Clinical Implications: A Move Toward Precision Immunotherapy
These findings collectively signal a shift toward a more personalized approach to cardiovascular prevention, moving away from a “one size fits all” strategy to one that targets specific biological pathways.
Refining Patient Selection and Risk Stratification
If the ZEUS trial yields positive results, ziltivekimab could become a cornerstone of therapy for patients with residual inflammatory risk, particularly those with CKD who often have limited treatment options. Furthermore, the insight that IL-6 modifies Lp(a) risk suggests that clinicians could use IL-6 levels to identify which patients with high Lp(a) are at the highest immediate risk.
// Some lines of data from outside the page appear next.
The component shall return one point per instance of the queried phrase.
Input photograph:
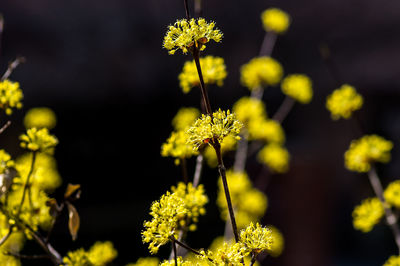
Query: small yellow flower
(368, 214)
(10, 96)
(298, 87)
(185, 118)
(186, 34)
(392, 194)
(393, 261)
(275, 157)
(213, 70)
(208, 130)
(366, 150)
(40, 117)
(38, 140)
(275, 20)
(343, 102)
(260, 72)
(256, 239)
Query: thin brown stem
(27, 183)
(284, 109)
(204, 92)
(222, 172)
(12, 66)
(390, 217)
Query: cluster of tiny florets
(367, 150)
(38, 140)
(261, 72)
(10, 96)
(392, 194)
(213, 70)
(343, 102)
(298, 87)
(186, 34)
(211, 129)
(275, 20)
(368, 214)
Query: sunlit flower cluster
(40, 117)
(38, 140)
(343, 102)
(275, 20)
(367, 150)
(213, 70)
(186, 34)
(10, 96)
(261, 72)
(368, 214)
(298, 87)
(256, 238)
(248, 202)
(275, 156)
(392, 194)
(209, 130)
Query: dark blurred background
(100, 66)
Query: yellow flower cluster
(275, 20)
(185, 118)
(298, 87)
(44, 175)
(213, 70)
(368, 214)
(10, 96)
(256, 238)
(186, 34)
(40, 117)
(343, 102)
(260, 72)
(275, 156)
(5, 161)
(38, 140)
(166, 213)
(392, 194)
(393, 261)
(194, 199)
(177, 147)
(248, 202)
(209, 130)
(367, 150)
(100, 254)
(149, 261)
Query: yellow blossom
(392, 194)
(177, 147)
(185, 118)
(248, 109)
(368, 214)
(267, 130)
(40, 117)
(393, 261)
(186, 34)
(343, 102)
(209, 130)
(367, 150)
(38, 140)
(256, 238)
(5, 161)
(10, 96)
(102, 253)
(275, 20)
(298, 87)
(166, 213)
(260, 72)
(275, 156)
(213, 70)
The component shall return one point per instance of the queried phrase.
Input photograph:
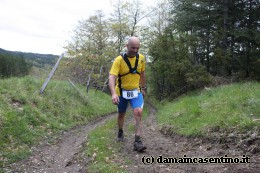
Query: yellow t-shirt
(129, 81)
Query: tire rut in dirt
(62, 156)
(160, 146)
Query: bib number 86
(130, 94)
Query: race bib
(130, 94)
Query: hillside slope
(28, 117)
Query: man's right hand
(115, 99)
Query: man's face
(132, 49)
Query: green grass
(27, 117)
(234, 106)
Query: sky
(44, 26)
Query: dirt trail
(60, 157)
(64, 155)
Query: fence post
(51, 74)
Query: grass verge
(233, 106)
(27, 117)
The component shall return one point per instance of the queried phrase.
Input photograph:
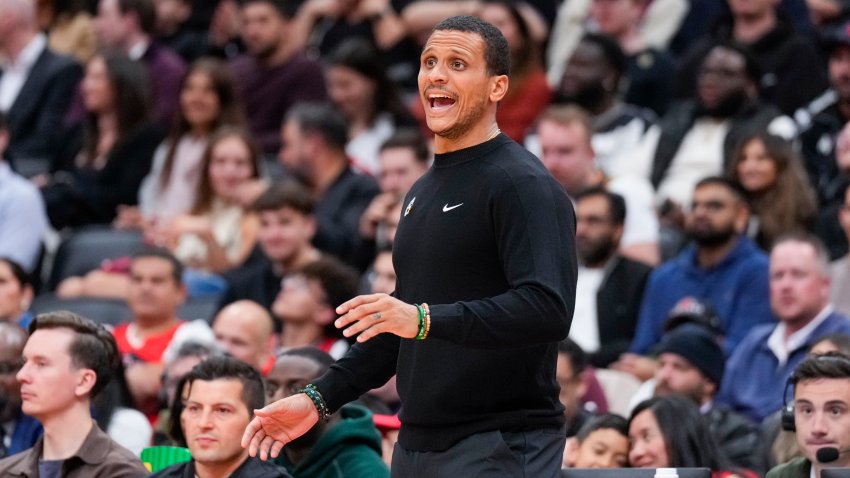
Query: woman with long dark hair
(782, 199)
(360, 89)
(16, 293)
(208, 101)
(102, 165)
(670, 432)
This could help prioritize patients for both anti-inflammatory therapies and emerging Lp(a)-lowering agents.
Mechanistic Insights and Biological Plausibility
The biological rationale for IL-6 inhibition is robust. IL-6 stimulates the production of acute-phase reactants in the liver, promotes leukocyte recruitment to the arterial wall, and contributes to plaque instability. In patients with CKD, IL-6 is often chronically elevated due to decreased renal clearance and increased systemic production, contributing to the accelerated atherosclerosis often seen in this population. By targeting IL-6, ziltivekimab addresses a pathway that is pathophysiology-relevant to both cardiovascular and renal decline.
Expert Commentary
The medical community views the ZEUS trial as a critical step in validating the inflammatory hypothesis. While colchicine has already been approved for cardiovascular risk reduction, its mechanism is broad and its side-effect profile, particularly gastrointestinal, can be limiting for some. Ziltivekimab offers a more targeted approach. Experts emphasize that the inclusion of renal endpoints in ZEUS is a major strength, as heart and kidney diseases are deeply interconnected. However, some caution remains regarding the risk of infection with any potent immunosuppressive or anti-inflammatory therapy, a factor the ZEUS trial is closely monitoring.
Conclusion
The results of the ZEUS trial are poised to potentially redefine the standard of care for secondary prevention in ASCVD and CKD. By demonstrating whether IL-6 inhibition can reduce incident cardiovascular events and slow the progression of kidney disease, the trial will provide a novel framework for treating high-risk patients. Coupled with the understanding that IL-6 modifies the risk of other factors like Lp(a), the era of cardiovascular immunotherapy is rapidly approaching, promising a future where treatment is as much about the immune system as it is about lipids.
Funding and Registration
The ZEUS trial is registered at ClinicalTrials.gov (NCT05021835). Funding and support for the trial and associated analyses are provided by Novo Nordisk and institutional grants to the primary investigators.
References
1. Ridker PM, Baeres FMM, Hveplund A, et al. Rationale, Design, and Baseline Clinical Characteristics of the Ziltivekimab Cardiovascular Outcomes Trial: Interleukin-6 Inhibition and Atherosclerotic Event Rate Reduction. JAMA Cardiol. 2026;11(1):89-97. doi:10.1001/jamacardio.2025.4491.
2. Mohammadnia N, van Broekhoven A, Bax WA, et al. Interleukin-6 modifies Lipoprotein(a) and oxidized phospholipids associated cardiovascular disease risk in a secondary prevention cohort. Atherosclerosis. 2025;405:119211. doi:10.1016/j.atherosclerosis.2025.119211.